“Friday the 13th” meets Terrence Malick in this formally intriguing experimental slasher exercise, which answers that question many gruesome times over as unsuspecting 20-somethings get picked off in the Canadian wilds by a hulking golem in a mask. The familiar setup travels well-trod terrain by design, with influences including “My Bloody Valentine,” “The Texas Chainsaw Massacre” and the films of Gus Van Sant. But what makes writer-director Chris Nash’s lo-fi Sundance debut one of the freshest horror concepts of the year is its central conceit: Instead of tracking the killer’s doomed victims from start to finish, the film stays firmly in his perspective.
But first, the monster must be awakened.
Special-effects-artist-turned director Nash and cinematographer Pierce Derks hold on long, static shots of verdant nature as birds chirp overhead; the first of those shots depicts the innocuous act of thievery that sets the film in motion. Soon, our killer claws out from the dirt with a singular goal: to get back what’s been stolen.
Glued to his newly reanimated side, the omniscient floating camera follows close behind the villain, creating an immersive sensory experience as he traverses his surroundings, brutally dispatching whoever crosses his path. What follows is surprisingly meditative and serene, grisly bursts of murder aside.
How might Michael Myers spend his downtime between bouts of bloody mayhem, or get from points A to B to crisscross the rural countryside? Rather mundanely, it turns out. “In a Violent Nature” imagines the answer is a lot of methodically paced walking, through lush forests and trails so gorgeous you start not to mind getting your steps in vicariously.
Watching a slasher villain clomp through the woods in long, wide takes isn’t every horror fan’s cup of tea, but patience pays off for the observant viewer. His name, we learn through overheard campfire tales and clumsily delivered exposition, is Johnny (Ry Barrett), a supernaturally unkillable brute with a tragic past credited with massacring local loggers a decade prior. His next victims include a poacher, a park ranger and a group of partying weekenders, whose conversations we hear only in snatches whenever he’s lurking in earshot. But since he doesn’t care to track the petty dramas and backstories of his targets, neither do we.
Instead, we ride along as he follows his animal instincts, adapting his methods to the weapons he happens upon like a character in a video game. Whether he’s armed with an ax, a blade, a log splitter or his own meaty hands, there is a terrifying indifference and inevitability to Johnny’s violence, which adds several squeamishly inventive kills to the horror canon, including gory decapitations and a showy number involving a hooked chain and a very flexible victim. Yet its most effective sequence is also its most simplistic, requiring only a lake and anticipation to build real, visceral dread in a film otherwise uninterested in building tension.
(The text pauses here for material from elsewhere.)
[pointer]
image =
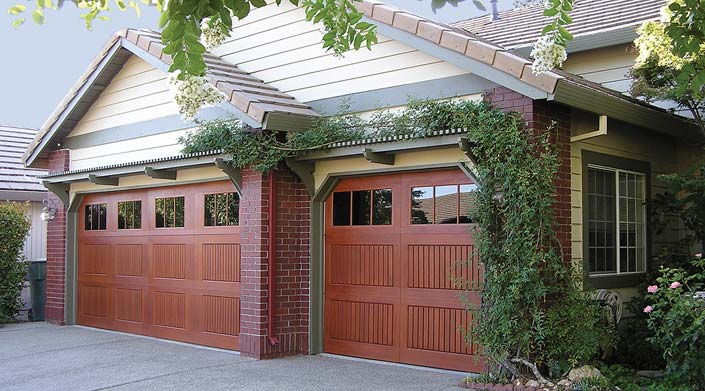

More provocative than jump-scary, the film’s best moments unfold with dark humor and inspired transitions enhanced by a scoreless elemental sound design by Michelle Hwu and Tim Atkins. So it’s frustrating and distracting when flat direction, inconsistent effects and wooden acting break the spell, making it more and more of a slog to stay interested as Johnny slices and dices his way through the film’s 94-minute run time.
But then, the screenplay’s surprising coda curiously shifts the focus to its final girl, Kris (Andrea Pavlovic). Her palpable fear lends the film its first inkling of emotional heft, and paired with a cameo that die-hard horror fans will appreciate, its self-reflexive philosophical questions about the nature of violence arise anew.
Unrated. At area theaters. Contains intense scenes, extreme violence and gore, and language. 94 minutes.